Click + to add the nFactor flow.
Add a factor. The name that you enter is the name of the nFactor flow.
Click Add Schema to add a schema for the first factor and then click Add.
Click Add Policy to add the LDAP policy. If the LDAP policy is already created, you can select the same.
Note: You can create an LDAP policy. Click Add and in the Action field, select LDAP. For more details about adding an LDAP server, see https://support.citrix.com/article/CTX123782)
Click + to add the EPA factor.
Leave the Add Schema section blank, to have the default no schema applied for this factor. Click Add policy to add the post authentication EPA policy and action.
After the nFactor flow is complete, bind this flow to the authentication, authorization, and auditing virtual server.

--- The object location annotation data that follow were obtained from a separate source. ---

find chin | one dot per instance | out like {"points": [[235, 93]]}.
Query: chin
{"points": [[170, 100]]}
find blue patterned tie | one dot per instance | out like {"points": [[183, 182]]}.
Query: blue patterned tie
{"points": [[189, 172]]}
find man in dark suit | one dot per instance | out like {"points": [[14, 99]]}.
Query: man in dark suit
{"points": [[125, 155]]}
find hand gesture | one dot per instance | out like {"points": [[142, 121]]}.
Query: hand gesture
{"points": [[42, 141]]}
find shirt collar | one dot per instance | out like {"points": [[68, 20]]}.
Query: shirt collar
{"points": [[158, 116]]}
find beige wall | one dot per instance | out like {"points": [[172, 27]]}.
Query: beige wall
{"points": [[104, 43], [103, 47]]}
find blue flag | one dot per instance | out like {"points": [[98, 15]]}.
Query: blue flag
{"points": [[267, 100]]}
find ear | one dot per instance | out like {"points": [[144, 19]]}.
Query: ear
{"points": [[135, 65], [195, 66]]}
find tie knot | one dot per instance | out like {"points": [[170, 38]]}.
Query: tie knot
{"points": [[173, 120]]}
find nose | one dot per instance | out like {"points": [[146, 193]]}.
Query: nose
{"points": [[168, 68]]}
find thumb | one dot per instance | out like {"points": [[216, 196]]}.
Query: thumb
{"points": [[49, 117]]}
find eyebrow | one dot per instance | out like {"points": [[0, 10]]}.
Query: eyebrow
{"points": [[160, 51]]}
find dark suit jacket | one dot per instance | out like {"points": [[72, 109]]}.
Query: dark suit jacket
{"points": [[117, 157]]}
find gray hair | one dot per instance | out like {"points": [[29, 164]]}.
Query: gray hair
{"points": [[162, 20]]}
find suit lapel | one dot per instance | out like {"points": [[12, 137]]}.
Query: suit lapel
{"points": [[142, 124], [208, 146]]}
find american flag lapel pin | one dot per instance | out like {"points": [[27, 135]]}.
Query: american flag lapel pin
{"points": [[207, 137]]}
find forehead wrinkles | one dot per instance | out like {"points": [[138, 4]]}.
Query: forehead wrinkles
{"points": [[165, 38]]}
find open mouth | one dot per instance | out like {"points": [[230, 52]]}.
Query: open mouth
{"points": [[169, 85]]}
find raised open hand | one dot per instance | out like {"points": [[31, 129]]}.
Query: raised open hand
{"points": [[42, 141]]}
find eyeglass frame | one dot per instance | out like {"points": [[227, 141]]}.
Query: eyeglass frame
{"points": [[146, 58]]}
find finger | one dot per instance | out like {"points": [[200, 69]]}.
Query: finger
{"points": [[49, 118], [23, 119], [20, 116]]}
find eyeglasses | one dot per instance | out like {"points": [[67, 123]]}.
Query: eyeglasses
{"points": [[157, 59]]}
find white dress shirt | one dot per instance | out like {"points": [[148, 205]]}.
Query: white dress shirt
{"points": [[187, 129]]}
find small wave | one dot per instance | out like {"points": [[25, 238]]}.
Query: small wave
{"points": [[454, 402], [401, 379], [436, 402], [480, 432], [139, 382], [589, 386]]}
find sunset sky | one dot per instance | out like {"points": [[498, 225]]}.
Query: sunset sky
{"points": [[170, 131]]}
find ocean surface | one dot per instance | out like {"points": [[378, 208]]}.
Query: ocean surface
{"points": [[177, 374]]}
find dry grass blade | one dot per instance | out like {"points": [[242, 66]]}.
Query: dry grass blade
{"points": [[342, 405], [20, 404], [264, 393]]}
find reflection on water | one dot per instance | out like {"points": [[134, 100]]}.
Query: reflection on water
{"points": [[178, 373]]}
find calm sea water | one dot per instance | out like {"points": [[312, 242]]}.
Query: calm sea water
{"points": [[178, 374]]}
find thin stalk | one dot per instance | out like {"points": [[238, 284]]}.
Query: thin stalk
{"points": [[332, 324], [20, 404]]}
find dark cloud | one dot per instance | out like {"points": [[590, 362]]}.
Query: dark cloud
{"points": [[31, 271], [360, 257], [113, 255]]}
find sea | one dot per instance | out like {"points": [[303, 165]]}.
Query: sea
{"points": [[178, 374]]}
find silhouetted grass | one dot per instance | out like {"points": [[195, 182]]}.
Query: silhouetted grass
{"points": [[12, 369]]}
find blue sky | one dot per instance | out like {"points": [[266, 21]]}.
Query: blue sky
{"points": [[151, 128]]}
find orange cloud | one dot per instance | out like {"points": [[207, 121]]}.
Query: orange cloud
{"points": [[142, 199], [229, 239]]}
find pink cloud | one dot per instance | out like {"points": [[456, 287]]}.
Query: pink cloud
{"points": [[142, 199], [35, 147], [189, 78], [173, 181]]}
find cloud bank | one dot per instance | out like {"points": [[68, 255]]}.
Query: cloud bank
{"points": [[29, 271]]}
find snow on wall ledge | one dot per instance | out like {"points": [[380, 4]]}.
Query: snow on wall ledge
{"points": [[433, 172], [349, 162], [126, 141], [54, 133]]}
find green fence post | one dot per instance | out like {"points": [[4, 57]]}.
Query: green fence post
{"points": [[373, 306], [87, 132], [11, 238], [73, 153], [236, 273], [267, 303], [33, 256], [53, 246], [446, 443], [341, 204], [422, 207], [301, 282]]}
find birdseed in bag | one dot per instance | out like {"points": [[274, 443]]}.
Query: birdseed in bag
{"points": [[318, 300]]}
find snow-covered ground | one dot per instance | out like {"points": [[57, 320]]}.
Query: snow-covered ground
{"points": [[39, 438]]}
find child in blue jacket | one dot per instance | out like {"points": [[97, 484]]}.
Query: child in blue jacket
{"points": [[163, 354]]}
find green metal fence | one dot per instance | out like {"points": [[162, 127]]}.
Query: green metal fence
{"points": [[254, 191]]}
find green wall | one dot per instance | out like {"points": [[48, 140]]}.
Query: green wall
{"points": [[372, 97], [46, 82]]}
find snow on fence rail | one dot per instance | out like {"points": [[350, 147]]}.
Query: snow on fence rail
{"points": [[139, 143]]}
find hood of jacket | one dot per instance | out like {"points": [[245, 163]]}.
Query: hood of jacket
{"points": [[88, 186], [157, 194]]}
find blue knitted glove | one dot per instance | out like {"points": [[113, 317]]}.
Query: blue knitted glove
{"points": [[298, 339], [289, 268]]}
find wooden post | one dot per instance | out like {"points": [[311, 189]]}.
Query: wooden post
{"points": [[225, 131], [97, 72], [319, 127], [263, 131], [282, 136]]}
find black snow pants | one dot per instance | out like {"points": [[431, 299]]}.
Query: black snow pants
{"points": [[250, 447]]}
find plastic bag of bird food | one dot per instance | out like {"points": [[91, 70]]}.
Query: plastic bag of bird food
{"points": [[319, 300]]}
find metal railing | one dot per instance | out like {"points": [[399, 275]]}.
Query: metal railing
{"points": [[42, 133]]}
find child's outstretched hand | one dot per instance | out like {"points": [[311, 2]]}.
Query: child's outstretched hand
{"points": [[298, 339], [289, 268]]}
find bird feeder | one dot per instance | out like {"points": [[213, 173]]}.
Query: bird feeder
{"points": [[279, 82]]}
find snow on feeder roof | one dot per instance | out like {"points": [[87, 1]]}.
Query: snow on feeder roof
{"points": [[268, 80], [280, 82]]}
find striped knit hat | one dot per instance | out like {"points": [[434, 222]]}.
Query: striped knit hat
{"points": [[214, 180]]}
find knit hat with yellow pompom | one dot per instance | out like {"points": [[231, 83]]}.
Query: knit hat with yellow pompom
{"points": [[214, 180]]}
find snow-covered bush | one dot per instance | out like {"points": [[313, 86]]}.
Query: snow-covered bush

Note: If periodic EPA is configured as multiple factors, the latest factor with periodic EPA configuration is considered.
In this example, EPA is the first factor where the scan looks for the process ‘Firefox.’ If the EPA scan is successful, it leads to LDAP authentication, followed by the next EPA scan, that looks for the process ‘Chrome.’ When there exist multiple periodic scans configured as different factors, the latest scan takes precedence. In this case, the EPA plug-in scans for the process ‘Chrome’ every 3 minutes after the login is successful.